The GST Network (GSTN) has expanded the Invoice Management System (IMS) to include Import of Goods, effective from the October 2025 tax period.
This enhancement allows taxpayers to view and take action on Bills of Entry (BoE) — including those from Special Economic Zones (SEZs) — directly through the IMS dashboard, creating a unified system for both domestic and import ITC tracking.
🧾What’s New in the System
A new “Import of Goods” tab has been introduced with four subcategories:
- IMPG: Imports from overseas
- IMPG (Amendments): For value or GSTIN changes
- IMPGSEZ: Imports from SEZs
- IMPGSEZA (Amendments): Amendments for SEZ imports
Taxpayers can now accept or keep a BoE pending. If no action is taken, it will be auto-accepted and reflected in GSTR-2B by the 14th of the following month.
In cases of GSTIN changes, IMS automatically updates ITC reversals for the previous GSTIN and activates availability for the new one, ensuring accuracy and compliance.
Functional Enhancements
GSTIN Amendment Handling:
IMS now auto-generates reversal entries for old GSTINs and credits for new ones when BoE details change.

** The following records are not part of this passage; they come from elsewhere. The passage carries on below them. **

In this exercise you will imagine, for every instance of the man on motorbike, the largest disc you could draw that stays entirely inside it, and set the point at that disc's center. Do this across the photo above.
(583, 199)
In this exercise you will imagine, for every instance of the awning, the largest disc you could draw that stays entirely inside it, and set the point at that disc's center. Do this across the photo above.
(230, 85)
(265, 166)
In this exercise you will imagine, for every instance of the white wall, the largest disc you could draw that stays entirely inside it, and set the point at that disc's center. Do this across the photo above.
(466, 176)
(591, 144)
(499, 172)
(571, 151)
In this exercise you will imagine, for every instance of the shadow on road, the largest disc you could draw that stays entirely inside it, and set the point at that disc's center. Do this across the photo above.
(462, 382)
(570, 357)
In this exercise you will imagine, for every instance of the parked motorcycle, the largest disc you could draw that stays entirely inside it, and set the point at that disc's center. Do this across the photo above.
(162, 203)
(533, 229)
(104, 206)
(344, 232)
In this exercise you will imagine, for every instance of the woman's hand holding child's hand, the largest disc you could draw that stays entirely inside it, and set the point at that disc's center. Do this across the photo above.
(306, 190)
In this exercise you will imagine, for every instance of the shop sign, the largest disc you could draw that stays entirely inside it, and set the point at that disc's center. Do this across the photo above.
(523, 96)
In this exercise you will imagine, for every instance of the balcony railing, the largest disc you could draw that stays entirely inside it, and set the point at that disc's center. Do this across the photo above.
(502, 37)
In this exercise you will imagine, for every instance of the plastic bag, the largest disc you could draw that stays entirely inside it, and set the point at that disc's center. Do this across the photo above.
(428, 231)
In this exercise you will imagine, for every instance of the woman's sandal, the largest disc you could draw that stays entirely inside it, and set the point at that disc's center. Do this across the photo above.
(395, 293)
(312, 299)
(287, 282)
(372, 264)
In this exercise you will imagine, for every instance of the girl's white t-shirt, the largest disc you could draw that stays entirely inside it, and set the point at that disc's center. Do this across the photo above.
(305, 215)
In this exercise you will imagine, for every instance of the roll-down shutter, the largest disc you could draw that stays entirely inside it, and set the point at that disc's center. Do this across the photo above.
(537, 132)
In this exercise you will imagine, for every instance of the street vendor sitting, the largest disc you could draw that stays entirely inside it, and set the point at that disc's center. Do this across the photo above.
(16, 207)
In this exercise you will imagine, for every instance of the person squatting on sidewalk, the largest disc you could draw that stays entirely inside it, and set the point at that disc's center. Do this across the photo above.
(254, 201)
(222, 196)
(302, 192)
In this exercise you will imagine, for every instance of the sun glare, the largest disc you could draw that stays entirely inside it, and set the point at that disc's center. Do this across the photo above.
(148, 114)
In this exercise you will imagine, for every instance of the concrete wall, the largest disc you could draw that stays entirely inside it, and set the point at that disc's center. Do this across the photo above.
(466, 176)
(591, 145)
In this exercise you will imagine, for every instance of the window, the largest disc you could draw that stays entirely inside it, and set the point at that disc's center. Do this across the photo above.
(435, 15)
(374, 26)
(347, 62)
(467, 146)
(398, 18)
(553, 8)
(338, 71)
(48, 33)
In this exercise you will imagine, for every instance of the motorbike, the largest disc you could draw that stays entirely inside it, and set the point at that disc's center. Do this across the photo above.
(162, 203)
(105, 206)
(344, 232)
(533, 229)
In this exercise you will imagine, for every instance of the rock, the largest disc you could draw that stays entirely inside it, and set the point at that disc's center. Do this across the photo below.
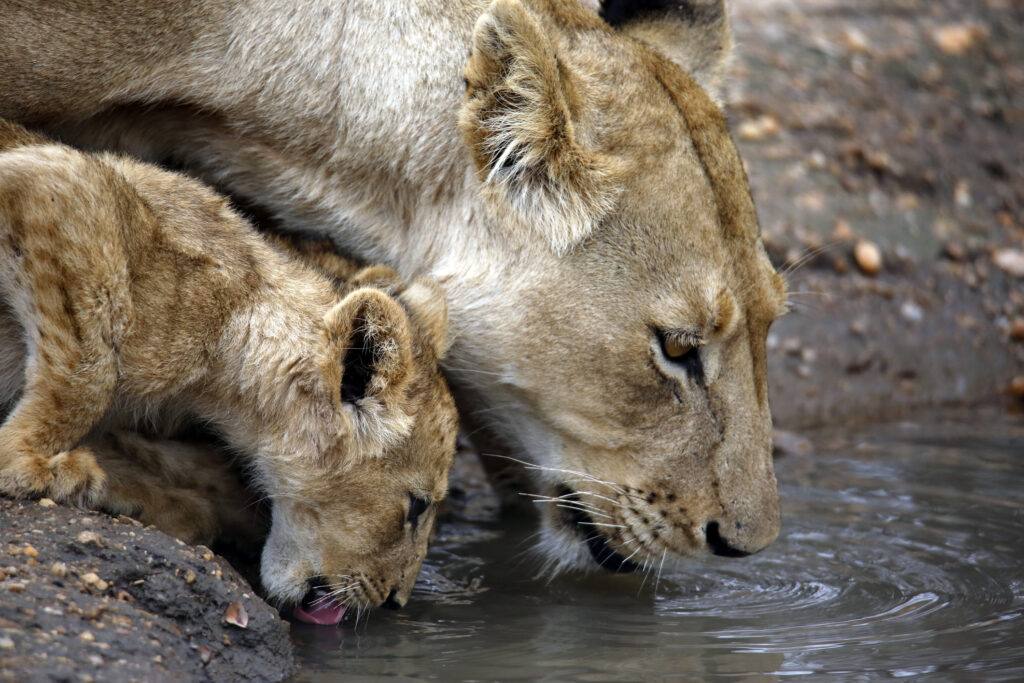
(119, 609)
(1017, 329)
(911, 311)
(760, 128)
(1011, 260)
(956, 39)
(868, 257)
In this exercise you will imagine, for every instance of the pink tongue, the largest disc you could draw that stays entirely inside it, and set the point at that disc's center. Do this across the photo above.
(326, 612)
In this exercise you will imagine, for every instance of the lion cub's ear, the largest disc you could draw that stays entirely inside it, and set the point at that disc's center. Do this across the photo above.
(517, 124)
(369, 338)
(427, 308)
(694, 34)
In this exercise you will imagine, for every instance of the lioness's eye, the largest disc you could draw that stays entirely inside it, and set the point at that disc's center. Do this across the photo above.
(680, 353)
(417, 506)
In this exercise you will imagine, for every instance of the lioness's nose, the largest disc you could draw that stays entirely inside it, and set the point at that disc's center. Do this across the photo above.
(393, 601)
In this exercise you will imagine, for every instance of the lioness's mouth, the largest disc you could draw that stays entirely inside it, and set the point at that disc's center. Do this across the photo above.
(318, 607)
(583, 524)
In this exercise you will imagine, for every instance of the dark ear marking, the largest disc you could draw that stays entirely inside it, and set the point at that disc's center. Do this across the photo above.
(358, 366)
(620, 12)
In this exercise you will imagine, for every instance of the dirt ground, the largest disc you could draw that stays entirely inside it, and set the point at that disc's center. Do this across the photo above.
(85, 596)
(885, 150)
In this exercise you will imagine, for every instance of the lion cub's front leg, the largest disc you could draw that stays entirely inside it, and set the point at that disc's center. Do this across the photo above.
(67, 390)
(58, 299)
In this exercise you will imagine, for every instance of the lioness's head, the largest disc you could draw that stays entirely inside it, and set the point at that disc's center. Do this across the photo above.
(355, 493)
(624, 349)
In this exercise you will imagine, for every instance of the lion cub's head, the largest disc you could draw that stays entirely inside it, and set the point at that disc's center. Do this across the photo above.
(352, 517)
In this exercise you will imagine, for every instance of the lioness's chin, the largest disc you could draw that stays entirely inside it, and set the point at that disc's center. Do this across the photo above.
(571, 542)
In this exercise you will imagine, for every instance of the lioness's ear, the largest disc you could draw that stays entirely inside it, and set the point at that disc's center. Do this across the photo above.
(694, 34)
(371, 341)
(427, 308)
(517, 123)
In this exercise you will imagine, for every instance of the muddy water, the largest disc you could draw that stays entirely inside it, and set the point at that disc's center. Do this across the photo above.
(901, 556)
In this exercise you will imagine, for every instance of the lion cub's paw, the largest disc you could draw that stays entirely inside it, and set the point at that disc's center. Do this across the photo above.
(77, 477)
(26, 476)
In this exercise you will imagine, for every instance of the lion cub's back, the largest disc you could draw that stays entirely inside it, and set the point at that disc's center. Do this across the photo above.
(156, 262)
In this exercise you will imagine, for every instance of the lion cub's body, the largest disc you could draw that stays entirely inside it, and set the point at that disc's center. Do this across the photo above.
(135, 297)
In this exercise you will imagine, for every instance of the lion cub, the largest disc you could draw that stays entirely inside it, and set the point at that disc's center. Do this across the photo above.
(135, 298)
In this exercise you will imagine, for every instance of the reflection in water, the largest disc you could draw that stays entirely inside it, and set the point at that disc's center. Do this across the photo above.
(901, 555)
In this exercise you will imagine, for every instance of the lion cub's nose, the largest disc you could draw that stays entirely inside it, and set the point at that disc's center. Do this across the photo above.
(721, 546)
(393, 601)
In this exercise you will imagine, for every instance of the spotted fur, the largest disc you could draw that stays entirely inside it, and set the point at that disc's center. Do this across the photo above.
(135, 298)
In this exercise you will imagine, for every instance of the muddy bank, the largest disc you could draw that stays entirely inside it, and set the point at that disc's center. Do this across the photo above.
(857, 348)
(897, 126)
(85, 596)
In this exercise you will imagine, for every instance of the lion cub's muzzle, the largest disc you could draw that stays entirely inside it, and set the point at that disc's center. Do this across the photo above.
(318, 605)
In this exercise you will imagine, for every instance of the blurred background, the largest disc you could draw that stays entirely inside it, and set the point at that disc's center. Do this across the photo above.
(884, 144)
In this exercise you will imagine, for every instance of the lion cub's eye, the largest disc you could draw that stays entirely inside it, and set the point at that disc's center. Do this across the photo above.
(417, 506)
(684, 354)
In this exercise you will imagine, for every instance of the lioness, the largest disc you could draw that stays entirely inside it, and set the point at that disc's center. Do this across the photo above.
(135, 297)
(572, 185)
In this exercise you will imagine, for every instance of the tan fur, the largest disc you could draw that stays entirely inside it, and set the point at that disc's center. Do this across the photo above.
(572, 186)
(137, 298)
(186, 488)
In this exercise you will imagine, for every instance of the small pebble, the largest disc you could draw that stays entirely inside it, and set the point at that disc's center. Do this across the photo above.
(90, 538)
(842, 231)
(91, 579)
(911, 311)
(1010, 260)
(868, 257)
(1017, 329)
(237, 614)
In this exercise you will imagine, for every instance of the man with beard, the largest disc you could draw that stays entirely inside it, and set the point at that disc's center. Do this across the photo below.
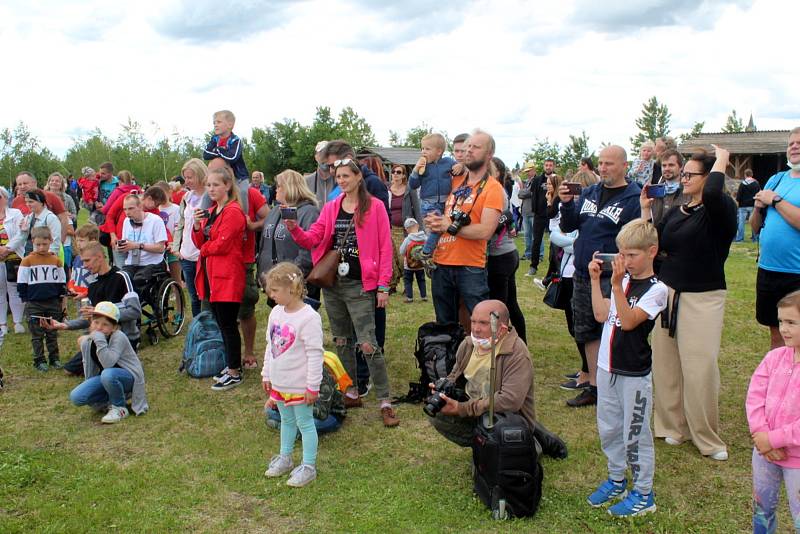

Users can record partial or full reversals as needed.
GSTR-2B & 2A Integration:
New fields capture amendment type, ITC reduction details, and provide separate Excel sheets for each import category.
💡Impact on Businesses
The update enables easier ITC reconciliation and provides a unified view of inward supplies, covering both domestic and import transactions.
With updated GSTR-2A/2B data and categorized import details, businesses can avoid duplicate ITC claims and ensure accurate audit and compliance records.